Detectability of Eccentric Binary Black Holes with Matched Filtering and Unmodeled Pipelines During the Third Observing Run of LIGO-Virgo-KAGRA

Detecting binary black hole (BBH) mergers with quantifiable orbital eccentricity would confirm the existence of a dynamical formation channel for these binaries. The current state-of-the-art gravitational wave searches of LIGO-Virgo-KAGRA strain data focus more on quasicircular mergers due to increased dimensionality and lack of efficient eccentric waveform models. In this work, we compare the sensitivities of two search pipelines, the matched filter-based PyCBC and the unmodeled coherent wave burst (cWB) algorithms toward the spinning eccentric BBH mergers, using a multipolar nonprecessing-spin eccentric signal model, SEOBNRv4EHM. Our findings show that neglecting eccentricity leads to missed opportunities for detecting eccentric BBH mergers, with PyCBC exhibiting a 10%-20% sensitivity loss for eccentricities exceeding 0.2 defined at 10 Hz.
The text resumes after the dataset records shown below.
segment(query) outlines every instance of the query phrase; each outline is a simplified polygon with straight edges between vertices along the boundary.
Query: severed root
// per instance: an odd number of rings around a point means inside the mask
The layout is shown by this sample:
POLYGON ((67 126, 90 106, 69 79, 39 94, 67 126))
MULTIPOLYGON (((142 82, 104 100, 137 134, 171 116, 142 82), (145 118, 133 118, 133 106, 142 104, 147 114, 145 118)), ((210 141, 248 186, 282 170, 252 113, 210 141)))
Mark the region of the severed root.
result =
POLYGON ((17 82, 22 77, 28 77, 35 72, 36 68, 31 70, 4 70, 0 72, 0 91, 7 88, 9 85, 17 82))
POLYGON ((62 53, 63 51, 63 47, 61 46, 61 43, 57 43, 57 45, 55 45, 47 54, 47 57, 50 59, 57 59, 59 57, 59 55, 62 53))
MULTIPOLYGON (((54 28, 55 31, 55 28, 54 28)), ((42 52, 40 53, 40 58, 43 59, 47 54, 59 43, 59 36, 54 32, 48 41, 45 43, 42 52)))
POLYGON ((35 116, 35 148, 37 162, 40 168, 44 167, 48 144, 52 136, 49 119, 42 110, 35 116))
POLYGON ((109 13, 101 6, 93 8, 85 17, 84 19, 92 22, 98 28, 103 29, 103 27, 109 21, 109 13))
In contrast, cWB is resilient, with a 10% sensitivity increase for heavier (M >= 30M circle dot) eccentric BBH mergers, but is significantly less sensitive than PyCBC for lighter BBH mergers. Our fitting factor study confirmed that neglecting eccentricity biases the estimation of chirp mass, mass ratio, and effective spin parameter, skewing our understanding of astrophysical BBH populations, fundamental physics, and precision cosmology. Our results demonstrate that the current search pipelines are not sufficiently sensitive to eccentric BBH mergers, necessitating the development of a dedicated matched-filter search for these binaries. Whereas, burst searches should be optimized to detect lower chirp mass BBH mergers, as eccentricity does not affect their search sensitivity significantly.